Figure 11 – Average of Global Land+Sea Surface Temperature Anomaly Products

The flatness of the data since 2001 is very obvious, as is the fact that surface temperatures have rarely risen above those created by the 1997/98 El Niño in the surface temperature data. There is a very simple reason for this: the 1997/98 El Niño released enough sunlight-created warm water from beneath the surface of the tropical Pacific to permanently raise the temperature of about 66% of the surface of the global oceans by almost 0.2 deg C. Sea surface temperatures for that portion of the global oceans remained relatively flat until the El Niño of 2009/10, when the surface temperatures of the portion of the global oceans shifted slightly higher again. Prior to that, it was the 1986/87/88 El Niño that caused surface temperatures to shift upwards. If these naturally occurring upward shifts in surface temperatures are new to you, please see the illustrated essay “The Manmade Global Warming Challenge” (42mb) for an introduction.

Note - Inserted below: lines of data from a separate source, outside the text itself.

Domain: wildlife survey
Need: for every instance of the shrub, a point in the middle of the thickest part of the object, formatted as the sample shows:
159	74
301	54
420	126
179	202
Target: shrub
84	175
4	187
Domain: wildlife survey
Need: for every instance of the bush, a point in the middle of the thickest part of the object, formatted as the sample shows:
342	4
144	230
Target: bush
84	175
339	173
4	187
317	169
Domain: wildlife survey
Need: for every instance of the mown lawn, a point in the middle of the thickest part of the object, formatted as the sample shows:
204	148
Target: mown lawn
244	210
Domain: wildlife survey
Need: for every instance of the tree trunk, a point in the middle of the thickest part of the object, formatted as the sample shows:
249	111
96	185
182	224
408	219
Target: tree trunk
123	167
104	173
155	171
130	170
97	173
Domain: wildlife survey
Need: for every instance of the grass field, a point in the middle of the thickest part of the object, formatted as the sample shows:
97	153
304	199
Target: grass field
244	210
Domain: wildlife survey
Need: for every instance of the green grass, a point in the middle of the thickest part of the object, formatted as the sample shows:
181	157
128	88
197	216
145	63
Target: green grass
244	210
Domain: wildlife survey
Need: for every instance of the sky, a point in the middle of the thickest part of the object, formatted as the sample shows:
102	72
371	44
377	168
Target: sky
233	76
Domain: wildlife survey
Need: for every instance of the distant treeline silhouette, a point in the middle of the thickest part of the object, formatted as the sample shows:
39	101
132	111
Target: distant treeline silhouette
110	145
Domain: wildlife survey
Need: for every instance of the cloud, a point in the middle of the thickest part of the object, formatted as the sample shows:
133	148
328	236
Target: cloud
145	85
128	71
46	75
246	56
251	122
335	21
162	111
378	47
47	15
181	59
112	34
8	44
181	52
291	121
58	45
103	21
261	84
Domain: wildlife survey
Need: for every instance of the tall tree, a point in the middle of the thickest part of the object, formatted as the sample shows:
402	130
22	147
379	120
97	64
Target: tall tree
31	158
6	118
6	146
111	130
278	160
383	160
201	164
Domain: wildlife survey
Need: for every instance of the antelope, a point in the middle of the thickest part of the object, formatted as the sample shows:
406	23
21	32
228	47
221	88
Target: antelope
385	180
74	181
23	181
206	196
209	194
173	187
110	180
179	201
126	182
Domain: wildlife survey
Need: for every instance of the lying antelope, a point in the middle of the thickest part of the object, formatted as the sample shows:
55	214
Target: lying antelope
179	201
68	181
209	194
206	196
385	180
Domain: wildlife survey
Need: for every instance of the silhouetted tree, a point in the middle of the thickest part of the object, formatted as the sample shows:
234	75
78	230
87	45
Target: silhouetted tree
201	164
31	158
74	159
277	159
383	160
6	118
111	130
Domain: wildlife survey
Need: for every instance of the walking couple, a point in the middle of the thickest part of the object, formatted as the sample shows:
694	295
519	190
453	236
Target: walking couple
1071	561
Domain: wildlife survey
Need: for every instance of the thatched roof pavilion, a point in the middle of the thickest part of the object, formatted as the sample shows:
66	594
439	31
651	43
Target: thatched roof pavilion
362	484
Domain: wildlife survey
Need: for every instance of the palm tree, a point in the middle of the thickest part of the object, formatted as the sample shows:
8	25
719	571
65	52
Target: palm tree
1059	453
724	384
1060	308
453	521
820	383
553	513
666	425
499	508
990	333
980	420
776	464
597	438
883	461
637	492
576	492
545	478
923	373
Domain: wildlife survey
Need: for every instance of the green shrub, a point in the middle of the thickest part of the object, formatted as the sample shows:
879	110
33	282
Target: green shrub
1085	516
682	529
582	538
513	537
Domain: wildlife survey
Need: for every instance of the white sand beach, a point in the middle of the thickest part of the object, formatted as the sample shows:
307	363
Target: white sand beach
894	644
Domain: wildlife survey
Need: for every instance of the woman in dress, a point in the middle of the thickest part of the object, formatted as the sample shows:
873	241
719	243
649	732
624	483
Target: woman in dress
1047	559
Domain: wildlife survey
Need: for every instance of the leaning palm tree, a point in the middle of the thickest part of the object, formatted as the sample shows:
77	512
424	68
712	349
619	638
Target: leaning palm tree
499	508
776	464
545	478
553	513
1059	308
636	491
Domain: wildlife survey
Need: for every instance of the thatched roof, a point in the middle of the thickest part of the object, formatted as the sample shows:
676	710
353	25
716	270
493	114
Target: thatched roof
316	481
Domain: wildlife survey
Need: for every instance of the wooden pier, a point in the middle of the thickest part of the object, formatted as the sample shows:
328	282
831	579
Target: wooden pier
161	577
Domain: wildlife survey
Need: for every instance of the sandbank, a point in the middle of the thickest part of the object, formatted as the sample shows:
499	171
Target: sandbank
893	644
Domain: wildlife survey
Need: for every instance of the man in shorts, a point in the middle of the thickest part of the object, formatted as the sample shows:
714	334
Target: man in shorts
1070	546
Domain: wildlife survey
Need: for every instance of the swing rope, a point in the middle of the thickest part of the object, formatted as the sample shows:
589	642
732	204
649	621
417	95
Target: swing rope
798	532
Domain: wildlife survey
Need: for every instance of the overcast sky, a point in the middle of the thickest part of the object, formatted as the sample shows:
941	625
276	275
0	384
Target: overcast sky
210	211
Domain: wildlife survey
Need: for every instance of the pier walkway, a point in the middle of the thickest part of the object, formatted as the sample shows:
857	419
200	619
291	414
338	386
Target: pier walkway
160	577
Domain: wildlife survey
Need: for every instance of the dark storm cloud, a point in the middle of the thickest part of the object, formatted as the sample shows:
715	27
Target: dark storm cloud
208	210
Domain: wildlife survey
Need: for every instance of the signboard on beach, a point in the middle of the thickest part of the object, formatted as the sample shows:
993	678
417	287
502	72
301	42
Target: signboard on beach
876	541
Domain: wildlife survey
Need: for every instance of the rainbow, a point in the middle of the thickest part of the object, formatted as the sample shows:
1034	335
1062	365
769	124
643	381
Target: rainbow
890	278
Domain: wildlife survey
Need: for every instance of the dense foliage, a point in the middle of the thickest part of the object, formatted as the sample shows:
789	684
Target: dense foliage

MONTHLY SEA SURFACE TEMPERATURE UPDATE

The most recent sea surface temperature update can be found here. The satellite-enhanced sea surface temperature data (Reynolds OI.2) are presented in global, hemispheric and ocean-basin bases. We discussed the recent record-high global sea surface temperatures and the reasons for them in the post On The Recent Record-High Global Sea Surface Temperatures – The Wheres and Whys.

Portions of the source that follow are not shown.